April 15 will be here before you know it. Have you finished your taxes yet?
If you are like many Americans, you will procrastinate as long as you can. In fact, a survey by H&R Block found that almost 40 percent of all Americans in 2002-2003 waited until April to file their taxes, costing themselves $400 due to the mistakes made by rushing and last-minute changes.
Starting early is particularly important if you think you might owe the IRS. Calculating your taxes now does not mean you have to file before the deadline, but it does give you time to prepare for the results. If you find yourself owing taxes and are not sure how you will pay, consider the following:
• File on time. The penalty for failing to file on time is five percent per month of the balance owed. The IRS recommends filing your taxes even if you are unable to pay. If you truly can’t get it done by April 15, file for a four-month extension or submit an Offer in Compromise.
• Pay on time. The failure to pay on-time penalty is a half-percent of the balance due per month. You also will incur interest on the balance due.
• Start saving. By brown-bagging your lunch or reducing other daily expenses, you may be able to save as much as $100 per week. This would enable you to save more than $600 before the big day.

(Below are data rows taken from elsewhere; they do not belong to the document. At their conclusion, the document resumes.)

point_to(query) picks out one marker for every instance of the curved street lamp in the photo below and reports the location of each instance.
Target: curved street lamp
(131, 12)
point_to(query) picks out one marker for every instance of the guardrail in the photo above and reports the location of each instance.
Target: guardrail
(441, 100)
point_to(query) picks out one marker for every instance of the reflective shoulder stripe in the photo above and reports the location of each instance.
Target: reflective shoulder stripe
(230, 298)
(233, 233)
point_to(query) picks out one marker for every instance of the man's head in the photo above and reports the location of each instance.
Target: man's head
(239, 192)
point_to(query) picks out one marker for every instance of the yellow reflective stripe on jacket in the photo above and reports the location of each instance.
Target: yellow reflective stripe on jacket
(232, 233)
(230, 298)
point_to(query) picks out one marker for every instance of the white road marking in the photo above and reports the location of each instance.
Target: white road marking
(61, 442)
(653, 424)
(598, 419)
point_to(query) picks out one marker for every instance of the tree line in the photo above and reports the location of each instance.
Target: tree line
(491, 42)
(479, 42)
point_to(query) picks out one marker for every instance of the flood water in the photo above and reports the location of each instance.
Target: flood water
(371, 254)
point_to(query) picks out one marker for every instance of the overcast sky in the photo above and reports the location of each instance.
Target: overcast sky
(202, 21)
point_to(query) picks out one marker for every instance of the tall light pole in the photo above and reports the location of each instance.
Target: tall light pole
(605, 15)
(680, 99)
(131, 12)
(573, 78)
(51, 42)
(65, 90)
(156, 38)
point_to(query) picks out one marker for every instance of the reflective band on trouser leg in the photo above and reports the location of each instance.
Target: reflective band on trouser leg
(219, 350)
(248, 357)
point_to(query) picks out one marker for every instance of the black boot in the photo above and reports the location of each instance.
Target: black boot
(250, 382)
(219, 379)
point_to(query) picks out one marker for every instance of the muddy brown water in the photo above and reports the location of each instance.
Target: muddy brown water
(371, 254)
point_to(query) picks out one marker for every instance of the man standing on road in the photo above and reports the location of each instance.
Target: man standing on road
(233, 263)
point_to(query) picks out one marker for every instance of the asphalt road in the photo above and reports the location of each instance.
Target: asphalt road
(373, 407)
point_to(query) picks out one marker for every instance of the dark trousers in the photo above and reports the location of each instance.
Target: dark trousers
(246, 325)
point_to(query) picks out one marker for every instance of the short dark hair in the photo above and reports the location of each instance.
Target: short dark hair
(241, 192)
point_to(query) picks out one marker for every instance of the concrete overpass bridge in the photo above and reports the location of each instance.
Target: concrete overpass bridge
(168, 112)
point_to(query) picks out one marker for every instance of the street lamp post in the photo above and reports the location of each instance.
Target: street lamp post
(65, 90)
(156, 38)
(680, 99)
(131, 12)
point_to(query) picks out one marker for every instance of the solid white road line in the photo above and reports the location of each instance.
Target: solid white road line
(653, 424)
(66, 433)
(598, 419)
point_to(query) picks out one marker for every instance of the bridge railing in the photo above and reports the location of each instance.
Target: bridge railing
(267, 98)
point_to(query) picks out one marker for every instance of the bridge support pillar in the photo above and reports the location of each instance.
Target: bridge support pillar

• Get help. There are many institutions — including the government — that will lend you the money for a price. To request a payment plan, complete Form 9465, Installment Agreement Request, and attach it to the front of your income tax return.
• Change your W-4. Contact your company’s personnel department to reduce the number of deductions you claim or have extra money withheld so that you won’t be hit with the same surprise next year.
According to the IRS, more than 1.2 million people paid their federal taxes by electronic funds withdrawal or credit card for 2003. Think long and hard before pulling out the plastic; the last thing you want to do is roll your tax bill into a revolving credit card balance that you will be paying on this time next year.